L’umorismo è presente fin dalle prime inquadrature in modo non volgare, servendosi a volte di argomenti come la politica e le differenze culturali tra le varie regioni del Regno Unito, altre volte di esilaranti giochi di parole; le varie gag e freddure sparse all’interno del film non sempre hanno come sfondo un contestocomico o disteso, bensì McDonagh inserisce l’ironia anche in situazioni di evidente tensione fra i personaggi. Un modo davvero intelligente di giocare la carta della comicità senza far cadere la sceneggiatura (e di conseguenza il risultato finale) nella trappola della risata facile. Le risate, invece, questo film le strappa forti e sentite. A volte leggere, a volte dure, le vicende di Gerry sono controllate da una validissima regia e da un montaggio insolito e ironico esso stesso; una pellicola dai colori accesi ma dai tratti cupi, come ci dimostra in primis la vicenda dell’agente McBride, la cui moglie si rivolge a Gerry Boyle preoccupata per la scomparsa del marito; per non parlare delle scene che l’agente protagonista condivide con sua madre, inquadrature dall’aria opprimente e negativa, rigorosamente senza commento musicale.

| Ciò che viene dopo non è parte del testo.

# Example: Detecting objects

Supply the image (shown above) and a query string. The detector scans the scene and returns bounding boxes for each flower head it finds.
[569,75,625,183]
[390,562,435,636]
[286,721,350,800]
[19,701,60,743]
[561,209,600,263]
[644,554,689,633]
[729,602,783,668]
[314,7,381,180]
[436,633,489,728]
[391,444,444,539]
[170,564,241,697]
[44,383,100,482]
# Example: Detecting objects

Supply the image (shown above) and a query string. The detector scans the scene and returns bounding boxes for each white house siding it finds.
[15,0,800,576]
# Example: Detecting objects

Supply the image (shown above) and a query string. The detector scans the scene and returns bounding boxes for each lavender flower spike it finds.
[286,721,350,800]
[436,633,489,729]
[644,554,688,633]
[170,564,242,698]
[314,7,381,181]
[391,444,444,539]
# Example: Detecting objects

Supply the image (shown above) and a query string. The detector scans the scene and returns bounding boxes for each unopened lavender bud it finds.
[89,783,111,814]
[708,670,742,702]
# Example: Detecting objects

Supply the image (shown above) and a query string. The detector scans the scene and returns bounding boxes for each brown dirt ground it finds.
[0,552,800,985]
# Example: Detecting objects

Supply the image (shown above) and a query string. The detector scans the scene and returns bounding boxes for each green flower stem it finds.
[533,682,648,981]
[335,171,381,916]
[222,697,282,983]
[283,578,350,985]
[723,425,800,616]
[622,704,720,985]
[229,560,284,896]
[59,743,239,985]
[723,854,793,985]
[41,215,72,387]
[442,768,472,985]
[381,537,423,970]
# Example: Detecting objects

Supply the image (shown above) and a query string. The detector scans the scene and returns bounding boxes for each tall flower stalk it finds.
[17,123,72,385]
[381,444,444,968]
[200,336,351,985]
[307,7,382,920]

Per molti versi, una pellicola non convenzionale che si distacca dal classico thriller americano, sfoggiando un gusto squisitamente europeo. Meritevole di nota è l’amore per il cinema: ogni scusa è buona perché i personaggi traggano spunto dalla settima arte nelle loro conversazioni; allo stesso modo, è mostrato amore per la letteratura e la filosofia, viste le brevi battute scambiate tra Gerry e sua madre sulla letteratura russa contemporanea e le discussioni di carattere filosofico che i tre narcotrafficanti fanno in automobile. Un film in grado di uscire dai suoi confini geografici, culturali e semantici, un film che si proietta oltre il Regno Unito e oltre il cinema.

La frase:
"Non riesco a capire se lei è un farabutto o un paraculo".